Materials and methods

Animals

A total of 60 SHR and 60 WKY rats were purchased from Beijing Vital River Laboratory Animal Technology Co., Ltd. (Beijing) [Animal certificate of conformity: SCXK (Beijing) 2012–0001, weighing ~200–250 g, aged 16–20 weeks old, male or female]. Rats were housed in separate cages in a specific pathogen-free environment at 24±3°C, relative humidity of 40–70%, in a 12 h light-dark cycle, and were provided with free access to food and water. All protocols were approved by the Institutional Animal Care and Use Committee (IACUC) at the Medical College of Shihezi University and consistent with the Guidelines for the Care and Use of Laboratory Animals published by the US National Institutes of Health (14).

Reagents

RMF was purchased from Hubei Yichang People Fook Pharmaceutical Co., Ltd. (batch number, 6141211; Yichang, China). Phenylephrine (PE), acetylcholine (ACh), ethylenediaminetetraacetic acid (EDTA), tetraethylammonium (TEA), 4-aminopyridine (4-AP), collagenase, papain, bovine serum albumin (BSA), DTT, and DMEM culture medium were purchased from Sigma-Aldrich (Merck Millipore, Darmstadt, Germany).
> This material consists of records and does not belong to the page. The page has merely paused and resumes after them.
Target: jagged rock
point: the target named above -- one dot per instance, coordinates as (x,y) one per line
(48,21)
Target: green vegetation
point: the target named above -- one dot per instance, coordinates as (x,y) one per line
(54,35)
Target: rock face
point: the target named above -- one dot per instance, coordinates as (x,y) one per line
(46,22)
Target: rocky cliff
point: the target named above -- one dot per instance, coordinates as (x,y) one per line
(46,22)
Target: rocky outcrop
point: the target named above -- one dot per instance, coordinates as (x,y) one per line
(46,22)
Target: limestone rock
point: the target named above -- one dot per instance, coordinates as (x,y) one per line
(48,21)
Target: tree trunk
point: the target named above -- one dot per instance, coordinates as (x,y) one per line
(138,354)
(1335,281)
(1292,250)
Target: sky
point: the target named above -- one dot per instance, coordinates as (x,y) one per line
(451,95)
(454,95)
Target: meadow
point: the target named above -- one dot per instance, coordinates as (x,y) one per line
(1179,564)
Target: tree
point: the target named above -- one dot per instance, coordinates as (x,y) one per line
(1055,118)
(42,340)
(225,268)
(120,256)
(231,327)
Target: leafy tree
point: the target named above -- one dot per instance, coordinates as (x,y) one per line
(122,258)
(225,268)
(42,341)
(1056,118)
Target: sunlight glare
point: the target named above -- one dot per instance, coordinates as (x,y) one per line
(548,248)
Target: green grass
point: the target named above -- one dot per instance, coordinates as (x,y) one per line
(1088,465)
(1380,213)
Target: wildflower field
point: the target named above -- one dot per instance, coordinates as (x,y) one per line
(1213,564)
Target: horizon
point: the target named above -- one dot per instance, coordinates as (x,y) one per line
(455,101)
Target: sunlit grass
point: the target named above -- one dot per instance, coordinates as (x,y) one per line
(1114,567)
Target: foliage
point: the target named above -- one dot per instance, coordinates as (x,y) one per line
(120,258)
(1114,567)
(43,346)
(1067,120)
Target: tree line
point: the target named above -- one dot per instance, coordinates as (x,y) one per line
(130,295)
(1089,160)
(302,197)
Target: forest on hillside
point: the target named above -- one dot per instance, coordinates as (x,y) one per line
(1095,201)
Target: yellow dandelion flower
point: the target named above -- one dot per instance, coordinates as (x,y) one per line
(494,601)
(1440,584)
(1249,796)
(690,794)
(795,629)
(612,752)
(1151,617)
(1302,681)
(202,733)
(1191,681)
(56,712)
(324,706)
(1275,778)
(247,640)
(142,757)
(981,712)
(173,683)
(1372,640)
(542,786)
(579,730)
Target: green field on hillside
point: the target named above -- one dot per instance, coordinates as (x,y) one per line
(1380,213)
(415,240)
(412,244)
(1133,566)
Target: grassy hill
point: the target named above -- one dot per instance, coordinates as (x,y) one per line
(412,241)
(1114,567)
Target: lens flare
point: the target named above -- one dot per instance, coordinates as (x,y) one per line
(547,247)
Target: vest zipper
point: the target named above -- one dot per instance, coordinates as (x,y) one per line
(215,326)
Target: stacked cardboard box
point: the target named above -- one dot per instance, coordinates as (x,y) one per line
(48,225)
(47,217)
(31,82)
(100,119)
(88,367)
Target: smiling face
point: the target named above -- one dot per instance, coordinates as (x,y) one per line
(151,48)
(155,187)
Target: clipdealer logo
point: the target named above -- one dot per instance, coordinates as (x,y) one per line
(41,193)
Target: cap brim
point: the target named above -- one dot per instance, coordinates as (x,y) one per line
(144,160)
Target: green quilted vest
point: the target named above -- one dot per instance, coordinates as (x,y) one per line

KCl and other reagents were acquired locally. All reagents used in the pressure myograph system and whole-cell patch-clamp technique were prepared using sugar-free physiological saline solution (PSS). Extracellular solution was a stock sample prepared before being further diluted with external solution to achieve the final concentration. The formulas of PSS/saline solution with high kalium and the external solution were in accordance with the literature (15,16).

Instruments

Pressure myograph system (110P; Danish Myo Technology A/S, Aarhus, Denmark), MyoVIEW software (Danish Myo Technology A/S), Axon MultiClamp 700B patch-clamp amplifier (Axon; Molecular Devices LLC, Sunnyvale, CA, USA), micromanipulator (PCS5001; Siskiyou Design, Oregon, USA), P-97 microelectrode pullers (Sutter Instrument, Novato, CA, USA), heated water bath (HSS-1B; Chengdu Science Instrument Factory, Chengdu, China), and multiple perfusion administration system (supplied in-house by Huazhong University of Science and Technology, China).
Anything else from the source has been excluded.